Durability: About the only complaint I have is durability. The
second time I've worn those pants I slipped on a large bolder. I
know it was not a hard or painful fall, so I am sure there weren't
any sharp corners on this rock. I got up and realized that the upper
material of my pants was ripped in the knee area. No damage was done
to the underlying material (Gore-Tex layer). The pants are still as
wind and waterproof as before the damage. With time and lots of hard
use the upper material also started to look very worn. This is only
a cosmetic problem so I am not too concerned about it.
Those pants are one of my very favorite hiking pants. I would not go
without them on any trip that involves ice, snow, and even heavy
rain on colder days. The Mountain Hardware Transition pants became
my very first piece of Gore-Tex clothing. Since then I am hooked and
would not buy anything else. Those pants made me a true Gore-Tex
believer. In short: I don't go if I can't find my pants. J And hey,
they come in size XS!!!!!
Pros: I love the look and the feel of the pant. I cannot think of
any other material I would like more then this. This Garment keeps
me warm during cold days and it keeps the sweat away from my skin
during hard climbing where perspiration is unpreventable.
Cons: Those pants are intended for alpine climbing; so a little slip
on a rock should've not damaged the outer layer as quickly as it
did.
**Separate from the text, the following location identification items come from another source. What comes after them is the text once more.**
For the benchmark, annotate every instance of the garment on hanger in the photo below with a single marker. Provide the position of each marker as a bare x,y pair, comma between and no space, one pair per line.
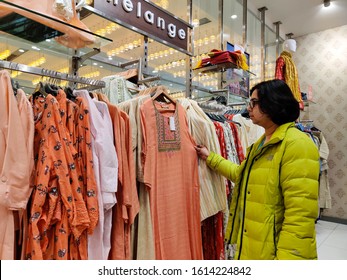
16,162
116,89
127,206
58,212
106,174
174,196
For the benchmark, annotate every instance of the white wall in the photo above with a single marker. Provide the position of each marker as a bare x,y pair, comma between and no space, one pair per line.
321,60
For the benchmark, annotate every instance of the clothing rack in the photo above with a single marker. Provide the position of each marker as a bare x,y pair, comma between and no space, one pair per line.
50,73
141,80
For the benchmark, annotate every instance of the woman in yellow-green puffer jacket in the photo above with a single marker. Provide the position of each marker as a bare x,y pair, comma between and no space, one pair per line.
275,199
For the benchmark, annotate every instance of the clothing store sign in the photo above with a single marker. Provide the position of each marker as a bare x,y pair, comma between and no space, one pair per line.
146,18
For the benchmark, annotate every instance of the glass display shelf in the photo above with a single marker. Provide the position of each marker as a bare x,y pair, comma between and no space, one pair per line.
222,67
25,28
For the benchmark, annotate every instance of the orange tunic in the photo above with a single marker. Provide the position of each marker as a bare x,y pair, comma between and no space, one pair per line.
171,174
57,207
15,160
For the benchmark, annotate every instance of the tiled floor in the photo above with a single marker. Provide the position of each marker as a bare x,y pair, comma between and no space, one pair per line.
331,241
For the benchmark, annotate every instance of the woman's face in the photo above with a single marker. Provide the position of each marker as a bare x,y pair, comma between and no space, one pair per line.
256,114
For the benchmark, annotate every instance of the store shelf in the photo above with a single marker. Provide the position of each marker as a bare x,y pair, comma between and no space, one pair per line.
222,68
49,43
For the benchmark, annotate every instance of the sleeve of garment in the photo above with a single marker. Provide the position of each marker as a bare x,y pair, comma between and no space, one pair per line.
109,163
299,181
279,72
14,155
223,166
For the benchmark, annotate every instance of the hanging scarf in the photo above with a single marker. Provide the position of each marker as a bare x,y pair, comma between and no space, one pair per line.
291,75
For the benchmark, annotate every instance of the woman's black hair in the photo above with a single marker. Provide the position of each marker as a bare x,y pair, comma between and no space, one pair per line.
277,101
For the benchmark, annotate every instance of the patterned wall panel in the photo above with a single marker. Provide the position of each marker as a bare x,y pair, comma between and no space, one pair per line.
321,60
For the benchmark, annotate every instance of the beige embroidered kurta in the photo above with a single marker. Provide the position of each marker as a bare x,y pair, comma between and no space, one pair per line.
171,175
212,186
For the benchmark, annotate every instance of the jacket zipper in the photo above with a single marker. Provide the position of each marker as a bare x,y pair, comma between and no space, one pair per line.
238,197
245,192
275,234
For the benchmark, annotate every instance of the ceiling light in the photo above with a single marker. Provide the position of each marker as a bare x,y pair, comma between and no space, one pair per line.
326,3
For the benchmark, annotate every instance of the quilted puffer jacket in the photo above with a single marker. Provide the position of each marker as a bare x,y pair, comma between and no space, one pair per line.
275,199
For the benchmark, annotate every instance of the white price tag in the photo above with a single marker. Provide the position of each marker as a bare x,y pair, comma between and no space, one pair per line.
172,124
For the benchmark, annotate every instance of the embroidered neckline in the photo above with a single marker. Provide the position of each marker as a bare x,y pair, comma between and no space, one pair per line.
167,140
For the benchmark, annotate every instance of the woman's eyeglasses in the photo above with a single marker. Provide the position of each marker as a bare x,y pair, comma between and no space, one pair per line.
252,102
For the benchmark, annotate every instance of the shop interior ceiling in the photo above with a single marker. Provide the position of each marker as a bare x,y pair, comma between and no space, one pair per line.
302,17
297,16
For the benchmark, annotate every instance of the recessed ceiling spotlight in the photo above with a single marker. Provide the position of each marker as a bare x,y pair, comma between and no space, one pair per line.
326,3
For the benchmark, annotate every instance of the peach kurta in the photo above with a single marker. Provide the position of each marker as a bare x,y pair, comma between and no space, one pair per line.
171,175
15,161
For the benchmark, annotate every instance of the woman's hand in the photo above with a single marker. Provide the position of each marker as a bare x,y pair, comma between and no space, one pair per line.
202,151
I am a little unhappy with Mountain Hardware's Lifetime
Warranty. After I tore the knee part of my pants I contacted
Mountain Hardware via email. I received a reply the same day. The
Mountain Hardware Customer Service did come across very nice and
courteous, they did offer to exchange the pants for a cost. I think
they could've offered to fix the damage for free as I did not
improper care for the pants, nor was this an natural breakdown of
materials over intended use and time. I never found out how much
this cost would've been. I decided to live with the damage, as it
was only a cosmetic problem.
I would not mind a couple more pockets. The pant only includes 2
side pockets. Items inserted into those pockets can slide out easily.